Becoming an Applied Behavior Analyst: What they do and the Education and Certification you need to get there
If you become an applied behavior analysist, you will use behavioral science to help individuals meet their needs within their social and physical environments. You will be part of a discipline that draws from both education and psychology.
Your client could be just about anyone who needs to function more optimally in their environment – or has an interest in seeing others do so. Sometimes ABA principles are even applied on an organizational level. It's ABA's efficacy with autistic children, though, that has put it on the map. Other populations, according to the Florida Association of Behavior Analysists, include the developmentally disabled, brain injured, and elderly.
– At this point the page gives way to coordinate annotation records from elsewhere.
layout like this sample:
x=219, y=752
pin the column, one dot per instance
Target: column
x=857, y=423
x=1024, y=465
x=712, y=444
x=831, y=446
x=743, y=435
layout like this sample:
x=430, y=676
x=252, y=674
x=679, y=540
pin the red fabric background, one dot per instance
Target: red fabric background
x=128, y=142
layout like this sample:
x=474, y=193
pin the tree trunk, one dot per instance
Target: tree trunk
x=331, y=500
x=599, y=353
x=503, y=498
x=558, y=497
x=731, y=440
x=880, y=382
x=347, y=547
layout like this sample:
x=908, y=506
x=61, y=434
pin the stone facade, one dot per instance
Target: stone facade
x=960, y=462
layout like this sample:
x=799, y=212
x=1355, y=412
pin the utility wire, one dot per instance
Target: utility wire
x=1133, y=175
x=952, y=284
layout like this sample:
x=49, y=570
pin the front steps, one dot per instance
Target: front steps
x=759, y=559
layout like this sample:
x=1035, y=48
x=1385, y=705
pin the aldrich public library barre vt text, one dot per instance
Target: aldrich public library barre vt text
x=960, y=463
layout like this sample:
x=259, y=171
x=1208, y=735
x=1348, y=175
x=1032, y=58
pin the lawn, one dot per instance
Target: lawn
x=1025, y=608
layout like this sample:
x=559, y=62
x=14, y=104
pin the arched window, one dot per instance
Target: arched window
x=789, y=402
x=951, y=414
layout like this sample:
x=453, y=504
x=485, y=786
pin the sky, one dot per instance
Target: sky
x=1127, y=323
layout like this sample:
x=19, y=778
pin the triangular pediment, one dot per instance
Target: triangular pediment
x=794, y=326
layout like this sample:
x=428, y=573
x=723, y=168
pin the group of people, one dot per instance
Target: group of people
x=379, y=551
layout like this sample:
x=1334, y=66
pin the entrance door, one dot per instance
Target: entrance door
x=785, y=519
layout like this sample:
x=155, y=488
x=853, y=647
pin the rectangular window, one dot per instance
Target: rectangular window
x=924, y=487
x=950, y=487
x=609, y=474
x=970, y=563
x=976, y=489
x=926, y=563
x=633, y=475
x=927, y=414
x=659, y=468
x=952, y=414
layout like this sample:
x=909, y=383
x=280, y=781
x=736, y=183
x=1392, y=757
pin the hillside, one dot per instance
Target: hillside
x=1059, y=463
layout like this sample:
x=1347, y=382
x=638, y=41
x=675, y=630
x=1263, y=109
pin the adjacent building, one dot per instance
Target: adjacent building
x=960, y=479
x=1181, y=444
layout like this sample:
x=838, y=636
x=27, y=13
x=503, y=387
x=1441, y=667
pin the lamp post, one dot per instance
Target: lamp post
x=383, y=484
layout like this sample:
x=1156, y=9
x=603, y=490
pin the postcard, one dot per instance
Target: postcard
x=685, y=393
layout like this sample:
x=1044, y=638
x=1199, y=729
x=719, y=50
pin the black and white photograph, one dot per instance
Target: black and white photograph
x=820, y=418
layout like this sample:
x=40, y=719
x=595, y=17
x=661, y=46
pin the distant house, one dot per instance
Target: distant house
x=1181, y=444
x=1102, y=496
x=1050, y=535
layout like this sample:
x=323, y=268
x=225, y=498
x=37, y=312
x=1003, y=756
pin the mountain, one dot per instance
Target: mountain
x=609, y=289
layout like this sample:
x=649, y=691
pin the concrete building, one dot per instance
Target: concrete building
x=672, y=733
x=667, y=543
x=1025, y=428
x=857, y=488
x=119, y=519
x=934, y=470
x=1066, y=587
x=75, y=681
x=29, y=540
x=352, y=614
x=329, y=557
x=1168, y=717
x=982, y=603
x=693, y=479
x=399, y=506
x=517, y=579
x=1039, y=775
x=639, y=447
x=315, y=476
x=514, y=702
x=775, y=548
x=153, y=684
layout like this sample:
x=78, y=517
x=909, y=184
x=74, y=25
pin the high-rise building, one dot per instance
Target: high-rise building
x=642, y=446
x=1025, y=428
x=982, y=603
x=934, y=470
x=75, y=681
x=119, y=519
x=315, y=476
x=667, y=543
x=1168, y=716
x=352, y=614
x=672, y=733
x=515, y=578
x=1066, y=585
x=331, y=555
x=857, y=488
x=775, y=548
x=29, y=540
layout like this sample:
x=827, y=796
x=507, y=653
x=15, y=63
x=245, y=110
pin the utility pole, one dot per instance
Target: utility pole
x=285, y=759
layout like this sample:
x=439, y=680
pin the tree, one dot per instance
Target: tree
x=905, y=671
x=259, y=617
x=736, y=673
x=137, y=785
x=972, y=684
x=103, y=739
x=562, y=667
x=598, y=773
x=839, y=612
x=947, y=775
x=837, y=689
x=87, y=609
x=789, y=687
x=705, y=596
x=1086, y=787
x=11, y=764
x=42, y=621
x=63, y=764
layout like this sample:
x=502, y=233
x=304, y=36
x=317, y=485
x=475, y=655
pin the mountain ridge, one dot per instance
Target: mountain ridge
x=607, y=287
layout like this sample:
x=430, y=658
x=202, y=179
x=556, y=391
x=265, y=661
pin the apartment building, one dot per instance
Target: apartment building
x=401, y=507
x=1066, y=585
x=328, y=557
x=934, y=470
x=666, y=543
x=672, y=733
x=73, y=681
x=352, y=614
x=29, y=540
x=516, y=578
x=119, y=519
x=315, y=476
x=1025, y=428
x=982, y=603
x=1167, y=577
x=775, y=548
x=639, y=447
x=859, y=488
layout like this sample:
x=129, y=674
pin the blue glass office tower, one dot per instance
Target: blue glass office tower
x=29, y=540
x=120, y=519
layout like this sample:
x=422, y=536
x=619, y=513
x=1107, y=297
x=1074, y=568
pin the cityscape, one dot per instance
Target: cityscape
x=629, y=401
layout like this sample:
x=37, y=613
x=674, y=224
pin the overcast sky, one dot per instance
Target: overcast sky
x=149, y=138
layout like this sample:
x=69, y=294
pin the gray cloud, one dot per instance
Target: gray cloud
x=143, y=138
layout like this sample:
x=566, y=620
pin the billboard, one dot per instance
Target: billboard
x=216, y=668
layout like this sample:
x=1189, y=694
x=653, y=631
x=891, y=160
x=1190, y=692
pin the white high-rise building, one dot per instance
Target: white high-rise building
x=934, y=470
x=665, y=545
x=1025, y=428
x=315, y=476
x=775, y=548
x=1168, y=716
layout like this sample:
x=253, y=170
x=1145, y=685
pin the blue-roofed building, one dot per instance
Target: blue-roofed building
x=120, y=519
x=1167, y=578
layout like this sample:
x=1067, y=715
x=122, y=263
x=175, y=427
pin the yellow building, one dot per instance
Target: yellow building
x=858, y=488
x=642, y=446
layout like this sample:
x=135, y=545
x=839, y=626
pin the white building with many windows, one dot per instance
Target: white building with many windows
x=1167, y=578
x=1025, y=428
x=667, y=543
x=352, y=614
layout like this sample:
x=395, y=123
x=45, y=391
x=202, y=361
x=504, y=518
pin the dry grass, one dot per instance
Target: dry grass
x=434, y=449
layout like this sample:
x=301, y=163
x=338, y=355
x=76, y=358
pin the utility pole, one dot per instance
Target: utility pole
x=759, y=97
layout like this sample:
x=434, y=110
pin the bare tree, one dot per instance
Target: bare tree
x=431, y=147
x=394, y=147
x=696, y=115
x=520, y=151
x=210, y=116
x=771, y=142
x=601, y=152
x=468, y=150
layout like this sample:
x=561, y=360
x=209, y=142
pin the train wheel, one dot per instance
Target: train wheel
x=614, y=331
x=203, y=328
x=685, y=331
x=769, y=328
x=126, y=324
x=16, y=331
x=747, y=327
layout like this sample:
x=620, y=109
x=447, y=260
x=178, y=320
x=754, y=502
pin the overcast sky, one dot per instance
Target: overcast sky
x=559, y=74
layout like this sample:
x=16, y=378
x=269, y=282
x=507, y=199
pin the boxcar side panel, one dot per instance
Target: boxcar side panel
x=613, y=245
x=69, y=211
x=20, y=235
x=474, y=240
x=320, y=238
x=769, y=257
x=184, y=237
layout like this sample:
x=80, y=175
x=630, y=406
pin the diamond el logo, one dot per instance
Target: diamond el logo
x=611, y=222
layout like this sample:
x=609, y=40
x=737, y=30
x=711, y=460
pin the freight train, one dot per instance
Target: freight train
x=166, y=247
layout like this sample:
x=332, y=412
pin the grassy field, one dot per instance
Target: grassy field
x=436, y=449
Your work will involve task analysis: breaking big goals into their constituent parts, setting goals that are bite-size and measurable. You may select from different ABA approaches and derivatives; some practitioners favor naturalistic approaches such as pivotal response (http://autismbayarea.org/naturalistic-teaching-strategies-and-applied-behavior-analysis/). Self-employment is not uncommon.
In some cases, applied behavior analysis is covered by insurance carriers. Some low-income children with autism receive ABA therapy as a Medicaid benefit. ABA has a track record as autism therapy, and one effect – from the standpoint of a practitioner – is more potential job positions.
Like physical therapy and occupational therapy, ABA is often administered through tiered service delivery plans. Clients receiving applied behavioral analysis have high needs, and a lot of one-on-one can be authorized. However, it's often not the board-certified behavior analyst who is sitting at the table with the child, gradually providing skills and reinforcing target behaviors. The behavior analyst is the one who sees the big picture: aggregating and analyzing data, setting and modifying treatment protocols, supervising technicians, educating caregivers, and planning for eventual discharge.
Typical roles include consultant and case manager. The Behavior Analyst Certification Board has recommended a caseload of six to fifteen; one variable that determines caseload manageability is the comprehensiveness of the services that clients receive. Sometimes services are delivered through a three-tier delivery model. In this instance, the caseload may be larger.
Meeting Educational Standards
If you want to become an applied behavior analyst, plan on earning a degree at the master’s level. You will want to select a program with your end goal in mind. Your career path will likely require you to earn certification by the Behavior Analyst Certification Board. It may also involve state licensure.
The Behavior Analyst Certification Board requires specific course content and a practicum or supervised work experience. Advance planning can mean meeting both requirements by the time of graduation. If you complete a master's programs that includes the Approved Course Sequence (ACS) and a BACB-approved practicum or intensive practicum, you can expect a direct path to post-graduation certification.
Even online programs sometimes include an approved practicum experience. As a practicum student, you will spend 10 to 30 hours a week developing skills under supervision.
Some schools give you a chance to explore different settings and ABA applications. Partnerships might include autism centers and schools, behavioral health centers, and community service agencies.
Master’s programs in applied behavior analysis may award any of several degrees, including Master of Arts, Master of Science, and Master of Education. The distinguishing feature of an M.Ed degree, across disciplines, is often that the program is housed within a college of education. Be aware that individual schools use their own criteria to determine degree requirements and program eligibility. Simmons College notes that prior education is the distinguishing criteria between its MS and M.Ed degree programs.
If you already have a graduate degree in education or psychology, you may opt for a post-degree certificate; many schools also offer this option. If you have the opportunity to work under supervision (as guided by BACB standards) you will not need a university-supervised practicum.
If you pursue certification, you will take a certification examination after you have met prerequisite requirements. You will maintain your credential through continuing education – and through continued adherence to professional standards.